“Three Faiths, One God: Judaism, Christianity, Islam,” released in November 2005, compares the differences and similarities in beliefs and practices of the Abrahamic faith communities such as the ritual of fasting as well as historical conflicts between the faiths.
Many scenes, shot in the greater Washington area, feature prominent local scholars, theologians, and religious leaders. Among those featured in the program slain Wall Street Journal reporter Daniel Pearl’s father Judea Pearl who is interviewing American University professor and “Islam Under Siege” author Akbar Ahmed; volunteers with the Chicago-based Interfaith Youth Core; Imam Yahya Hendi, Muslim chaplain at Georgetown University; as well as the Rt. Rev. John Bryson Chane, the former Episcopal bishop of the Diocese of Washington and former chairman of Howard University’s African Studies Department Sulayman Nyang.

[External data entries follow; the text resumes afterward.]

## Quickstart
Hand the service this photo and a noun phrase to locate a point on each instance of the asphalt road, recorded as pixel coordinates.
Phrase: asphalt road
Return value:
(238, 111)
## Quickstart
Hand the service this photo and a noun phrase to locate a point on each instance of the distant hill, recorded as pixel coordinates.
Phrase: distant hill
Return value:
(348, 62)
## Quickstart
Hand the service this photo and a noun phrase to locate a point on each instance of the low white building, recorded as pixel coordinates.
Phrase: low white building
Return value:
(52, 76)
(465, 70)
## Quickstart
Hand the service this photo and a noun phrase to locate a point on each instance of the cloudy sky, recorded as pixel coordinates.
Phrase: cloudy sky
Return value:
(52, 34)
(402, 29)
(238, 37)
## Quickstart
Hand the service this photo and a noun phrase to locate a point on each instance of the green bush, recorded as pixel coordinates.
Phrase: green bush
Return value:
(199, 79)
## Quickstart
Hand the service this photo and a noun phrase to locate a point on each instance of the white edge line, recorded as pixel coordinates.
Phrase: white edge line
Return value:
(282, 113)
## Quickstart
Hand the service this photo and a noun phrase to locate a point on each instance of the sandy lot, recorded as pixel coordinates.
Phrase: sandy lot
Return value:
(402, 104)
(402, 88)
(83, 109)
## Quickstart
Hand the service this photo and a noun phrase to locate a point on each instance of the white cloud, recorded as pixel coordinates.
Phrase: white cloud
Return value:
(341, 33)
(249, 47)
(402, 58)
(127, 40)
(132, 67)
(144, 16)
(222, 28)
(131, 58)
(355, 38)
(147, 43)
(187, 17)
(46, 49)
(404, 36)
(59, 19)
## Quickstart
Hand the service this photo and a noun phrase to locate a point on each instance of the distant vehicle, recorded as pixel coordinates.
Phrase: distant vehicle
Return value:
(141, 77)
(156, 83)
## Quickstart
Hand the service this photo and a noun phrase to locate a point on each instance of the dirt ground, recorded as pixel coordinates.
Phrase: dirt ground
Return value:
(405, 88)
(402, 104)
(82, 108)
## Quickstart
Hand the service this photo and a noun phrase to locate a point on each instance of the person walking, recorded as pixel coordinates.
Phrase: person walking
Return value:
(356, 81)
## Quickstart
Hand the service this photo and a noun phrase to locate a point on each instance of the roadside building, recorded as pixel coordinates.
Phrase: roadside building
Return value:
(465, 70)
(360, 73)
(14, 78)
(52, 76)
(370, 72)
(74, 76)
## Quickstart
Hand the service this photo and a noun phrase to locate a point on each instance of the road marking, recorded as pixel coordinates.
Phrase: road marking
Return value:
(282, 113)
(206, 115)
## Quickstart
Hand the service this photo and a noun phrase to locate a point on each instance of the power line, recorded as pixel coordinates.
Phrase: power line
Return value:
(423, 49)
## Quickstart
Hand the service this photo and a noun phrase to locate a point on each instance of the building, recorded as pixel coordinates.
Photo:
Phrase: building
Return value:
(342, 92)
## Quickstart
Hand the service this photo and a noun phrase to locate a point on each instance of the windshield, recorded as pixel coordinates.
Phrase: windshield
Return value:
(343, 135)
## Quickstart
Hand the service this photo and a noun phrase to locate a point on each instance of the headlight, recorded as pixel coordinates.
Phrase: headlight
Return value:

Filmmakers Gerald Krell, Meyer Odze and Adam Krell of Auteur Productions produced the film because in their lives “we have come to the conclusion that if we are to build cultures of peace in the world, interreligious understanding is prerequisite to that vision. If religious conflicts of the past are to be avoided in the future, religious pluralism and serious interfaith conversations are essential to the global community. And so the core message of all our interfaith films is that pluralism is critical to human survival.”